Sarandeep Singh

Personal information
- Born: 21 October 1979 (age 46) Amritsar, Punjab, India
- Batting: Right-handed
- Bowling: Right-arm offbreak
- Role: Bowler

Career statistics
| Competition | Test | ODI |
| Matches | 3 | 5 |
| Runs scored | 43 | 47 |
| Batting average | 43.00 | 15.66 |
| 100s/50s | 0/0 | 0/0 |
| Top score | 39* | 19 |
| Balls bowled | 678 | 258 |
| Wickets | 10 | 3 |
| Bowling average | 34.00 | 60.00 |
| 5 wickets in innings | 0 | 0 |
| 10 wickets in match | 0 | 0 |
| Best bowling | 4/136 | 2/34 |
| Catches/stumpings | 1/– | 2/– |
- Source: ESPNcricinfo, 4 February 2006

= Sarandeep Singh =

Indian cricketer (born 1979)

Sarandeep Singh (born 21 October 1979) is an Indian former cricketer.

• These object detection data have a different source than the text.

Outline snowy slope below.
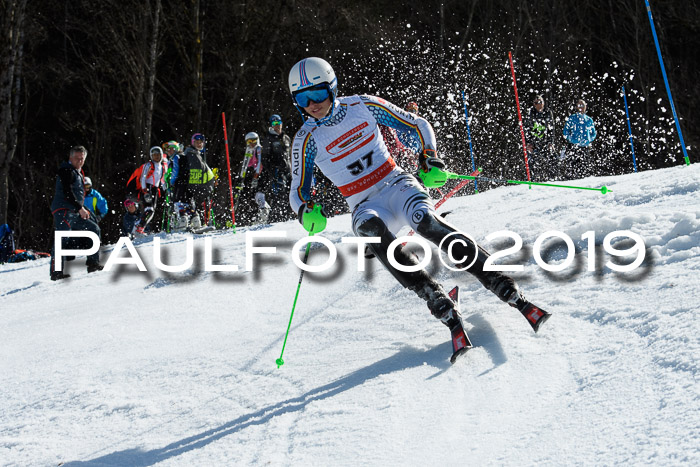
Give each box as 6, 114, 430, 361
0, 164, 700, 466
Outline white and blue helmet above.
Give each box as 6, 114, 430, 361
288, 57, 338, 122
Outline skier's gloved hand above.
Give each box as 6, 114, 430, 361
298, 201, 328, 234
418, 149, 445, 173
418, 149, 447, 188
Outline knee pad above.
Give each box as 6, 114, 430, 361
357, 217, 387, 237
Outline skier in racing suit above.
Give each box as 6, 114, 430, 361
289, 57, 549, 358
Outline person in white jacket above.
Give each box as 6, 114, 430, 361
288, 57, 550, 361
135, 146, 168, 235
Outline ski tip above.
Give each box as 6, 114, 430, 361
532, 311, 552, 332
450, 346, 472, 365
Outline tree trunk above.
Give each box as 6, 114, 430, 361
0, 0, 27, 224
144, 0, 161, 154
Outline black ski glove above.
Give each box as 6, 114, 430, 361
418, 149, 445, 173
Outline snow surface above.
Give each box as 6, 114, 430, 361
0, 164, 700, 466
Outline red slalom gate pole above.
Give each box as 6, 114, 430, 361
221, 112, 236, 233
508, 50, 532, 183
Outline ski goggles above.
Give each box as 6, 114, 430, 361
294, 84, 331, 108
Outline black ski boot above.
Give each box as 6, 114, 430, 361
493, 278, 552, 332
87, 263, 105, 274
428, 287, 472, 363
51, 271, 70, 281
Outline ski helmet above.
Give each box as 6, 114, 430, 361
163, 140, 180, 152
190, 133, 206, 146
151, 146, 163, 157
288, 57, 338, 123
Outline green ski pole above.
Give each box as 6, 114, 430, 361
419, 167, 612, 194
275, 204, 326, 369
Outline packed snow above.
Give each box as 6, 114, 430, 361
0, 164, 700, 466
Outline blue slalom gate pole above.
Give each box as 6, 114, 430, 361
644, 0, 690, 165
462, 91, 479, 193
622, 85, 637, 173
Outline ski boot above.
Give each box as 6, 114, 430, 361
494, 279, 552, 332
428, 287, 473, 363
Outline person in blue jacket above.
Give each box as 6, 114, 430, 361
83, 177, 108, 222
562, 99, 598, 178
50, 146, 103, 281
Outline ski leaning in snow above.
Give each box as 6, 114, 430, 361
233, 151, 253, 217
441, 287, 473, 363
514, 298, 552, 332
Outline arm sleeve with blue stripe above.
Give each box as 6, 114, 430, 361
360, 96, 437, 153
289, 132, 318, 212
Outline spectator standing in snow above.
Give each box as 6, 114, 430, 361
50, 146, 102, 281
136, 146, 168, 235
83, 177, 108, 222
562, 99, 598, 179
261, 114, 292, 222
525, 95, 559, 182
122, 198, 141, 238
242, 131, 271, 224
170, 133, 214, 228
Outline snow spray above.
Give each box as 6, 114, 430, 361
622, 86, 637, 173
508, 50, 530, 181
462, 91, 479, 193
644, 0, 690, 165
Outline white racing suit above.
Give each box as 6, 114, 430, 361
289, 96, 517, 316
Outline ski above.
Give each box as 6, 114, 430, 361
518, 300, 552, 332
448, 286, 473, 364
191, 225, 216, 235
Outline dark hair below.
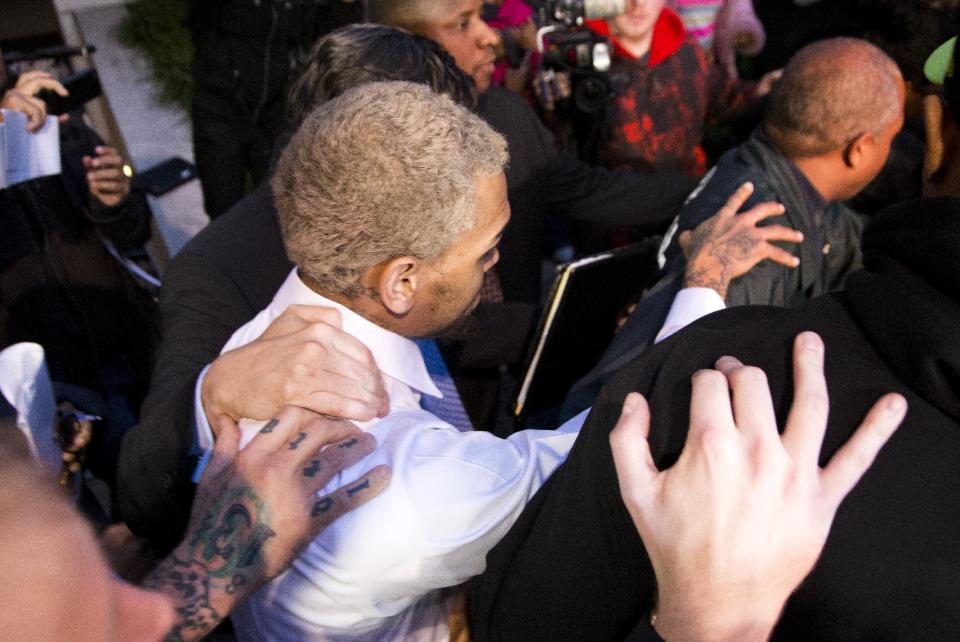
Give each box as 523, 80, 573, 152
288, 24, 476, 125
763, 38, 903, 159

He is a right-handed batsman and a right-arm offbreak bowler. In his debut Test match he took six wickets in Nagpur. Singh started his career in Rani Ka Bagh Amritsar in 1998–1999, playing for Punjab and before the end of the year, he was playing for the Under-19 squad.

He was bought by Delhi Daredevils.

Singh took 37 wickets at the 1999-2000 Ranji Trophy and was selected in 2000 for the first intake of the National Cricket Academy in Bangalore.

In 2016 he was made a national selector for the Indian cricket team.